皇甫景天对于新皇的不满没有发表任何的建议,只是温和的开口道:“我们的合作关系已经结束,皇上这样深夜召微臣进宫让微臣很是困惑。”
皇甫新觉脸上的怒火一闪而逝,接着微微眯起眼睛,“三皇兄这句话就太见外了,咱们兄弟之间怎么能够是这样的利用关系呢,弟弟可是对三皇兄一片兄弟情深呢。”
皇甫景天嘴角的笑意越来越大,看着皇甫新觉的眼神也越来越怪异。在皇甫新觉觉得自己哪里不对的时候突然问道:“轩辕世子诗歌不可多得人才,皇上为什么还是让他闲置在家?”
皇甫新觉一愣,他好像永远也不了解自己这位三皇兄,就像他当初和仅仅十岁的自己合作一样,完全出乎自己的意料。
“哦,微臣觉得微臣刚才问了一个愚蠢的问题。微臣相信以皇上的雄才伟略是不会轻易的被一些小小的挫折打败的。微臣就先行告退了。”
皇甫新觉神色复杂的看着自家三皇兄步伐稳健的走出尚书房。不知道从什么时候开始,他对自家三皇兄产生了一种畏惧和亲切的心理,畏惧于他的掌管乾坤和薄情寡义;亲切于他救自己于水火之中。

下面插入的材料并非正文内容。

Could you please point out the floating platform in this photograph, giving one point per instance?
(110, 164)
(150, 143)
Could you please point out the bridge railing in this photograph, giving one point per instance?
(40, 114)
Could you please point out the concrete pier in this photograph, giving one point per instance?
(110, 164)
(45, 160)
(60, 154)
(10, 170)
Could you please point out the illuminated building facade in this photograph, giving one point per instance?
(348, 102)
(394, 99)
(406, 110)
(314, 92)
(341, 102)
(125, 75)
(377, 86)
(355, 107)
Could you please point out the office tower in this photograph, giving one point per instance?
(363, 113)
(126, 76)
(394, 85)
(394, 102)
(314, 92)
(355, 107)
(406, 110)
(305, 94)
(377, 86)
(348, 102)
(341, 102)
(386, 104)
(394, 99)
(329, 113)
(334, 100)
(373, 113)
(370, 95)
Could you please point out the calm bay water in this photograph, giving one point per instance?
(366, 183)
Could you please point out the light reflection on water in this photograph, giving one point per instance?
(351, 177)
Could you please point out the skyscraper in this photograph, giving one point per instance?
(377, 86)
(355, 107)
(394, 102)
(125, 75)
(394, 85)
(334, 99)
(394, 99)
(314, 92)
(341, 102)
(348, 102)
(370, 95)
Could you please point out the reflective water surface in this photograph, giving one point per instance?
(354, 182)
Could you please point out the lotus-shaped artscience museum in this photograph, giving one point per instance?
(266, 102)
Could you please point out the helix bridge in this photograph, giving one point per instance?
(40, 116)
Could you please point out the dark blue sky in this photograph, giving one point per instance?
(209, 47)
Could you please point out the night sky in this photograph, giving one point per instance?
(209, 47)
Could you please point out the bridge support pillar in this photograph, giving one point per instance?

林浅心的吐血就像一根导火索,彻底的点燃了轩辕公爵府里的战火,就像现在的都城一样,平日里温和的假象完全的消失不见了。
“哗啦啦……”噼里啪啦的声音从温姨娘的房间里传出来,声音狠毒怨恨。“好你个轩辕傲天,想我温淼尽心尽力的为你们轩辕府操劳的大半辈子了,结果……结果落得一个用心不良的下场。好,好,轩辕傲天,你够有种。”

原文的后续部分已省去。